Au Mali, nous aimons dire que nous sommes un peuple bon, digne, hospitalier. Et ce n’est pas faux. Notre passé glorieux, nos empires, notre culture, nos valeurs de solidarité sont réels. Nos mosquées sont remplies, nos églises actives. Nous parlons de morale, d’humanité, de vertu. Mais une nation ne se définit pas par ce qu’elle proclame, mais par ce qu’elle fait, surtout en période de crise…
Aujourd’hui, notre pays traverse une crise, pas seulement de carburant, mais une crise morale profonde.

Je raconte ici un fait réel. Je suis le patron d’un gardien, membre de ma famille, qui vit chez moi depuis 13 ans. Par solidarité avec ceux qui faisaient la queue devant mon portail, je lui ai demandé de distribuer de l’eau. J’ai payé de ma poche deux grands canaris et des sachets pour rafraîchir les gens.
Chaque jour, il me dit: « Wallahi, patron, il n’y a pas deux comme toi, tu es le meilleur, fo saya !” Mais voilà que j’apprends qu’il revendait les sachets à moitié prix à ses amis.
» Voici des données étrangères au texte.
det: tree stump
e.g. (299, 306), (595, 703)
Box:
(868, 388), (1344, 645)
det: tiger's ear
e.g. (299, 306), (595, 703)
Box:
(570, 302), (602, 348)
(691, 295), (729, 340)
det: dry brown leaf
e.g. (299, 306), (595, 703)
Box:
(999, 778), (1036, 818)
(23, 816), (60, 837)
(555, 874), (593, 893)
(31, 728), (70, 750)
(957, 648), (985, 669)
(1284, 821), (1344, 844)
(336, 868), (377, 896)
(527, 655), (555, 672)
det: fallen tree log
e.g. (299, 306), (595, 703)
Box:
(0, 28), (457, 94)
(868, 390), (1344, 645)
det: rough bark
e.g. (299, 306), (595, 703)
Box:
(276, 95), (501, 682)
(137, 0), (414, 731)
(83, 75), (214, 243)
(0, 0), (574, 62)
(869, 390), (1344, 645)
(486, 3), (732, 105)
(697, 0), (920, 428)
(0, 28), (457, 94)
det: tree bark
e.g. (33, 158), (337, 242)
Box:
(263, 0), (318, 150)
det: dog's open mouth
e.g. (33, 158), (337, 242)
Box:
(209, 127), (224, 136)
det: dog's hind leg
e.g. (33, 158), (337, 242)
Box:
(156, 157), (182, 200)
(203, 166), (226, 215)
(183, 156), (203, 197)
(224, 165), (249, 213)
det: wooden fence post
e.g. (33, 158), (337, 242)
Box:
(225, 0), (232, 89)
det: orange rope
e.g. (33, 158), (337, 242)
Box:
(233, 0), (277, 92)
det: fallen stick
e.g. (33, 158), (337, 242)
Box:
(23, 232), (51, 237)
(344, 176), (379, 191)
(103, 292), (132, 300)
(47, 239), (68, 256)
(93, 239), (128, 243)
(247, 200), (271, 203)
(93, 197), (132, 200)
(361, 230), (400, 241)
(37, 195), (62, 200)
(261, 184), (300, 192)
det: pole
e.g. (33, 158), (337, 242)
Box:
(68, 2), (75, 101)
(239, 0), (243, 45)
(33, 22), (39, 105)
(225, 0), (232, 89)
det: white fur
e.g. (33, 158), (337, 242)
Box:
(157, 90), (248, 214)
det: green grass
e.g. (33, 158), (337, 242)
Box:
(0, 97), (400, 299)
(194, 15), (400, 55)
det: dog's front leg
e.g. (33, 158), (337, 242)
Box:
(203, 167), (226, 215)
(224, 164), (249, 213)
Je n’ai rien dit. Jusqu’au jour où, assis discrètement à la porte(curiosité journalistique), je l’ai entendu discuter avec un homme qui lui proposait 20 litres d’essence à 65 000 francs à revendre à 100 000. Et mon gardien de répondre: “Mon patron est un toubab, révolutionnaire, mais je vais lui vendre à 90 000.”
Ce même gardien, avec qui je discutais quelques jours avant, dénonçant ensemble les spéculateurs du carburant.
C’est là que j’ai compris. Même quelqu’un que tu connais depuis plus de dix ans, que tu traites bien, peut te trahir dès que l’argent entre en jeu. Et ce gardien, ce n’est pas qu’un cas isolé.
Il est un « symbole » de ce que nous sommes devenus, des gens qui dénoncent ce qu’ils pratiquent eux-mêmes.
On accuse les ministres de corruption, mais on court à la faveur dès qu’un parent entre au gouvernement.
On parle de justice, mais on s’arrange avec les règles quand ça nous profite. On prie dans les mosquées, on jure sur Dieu, mais on vend l’essence à prix honteux juste après la prière.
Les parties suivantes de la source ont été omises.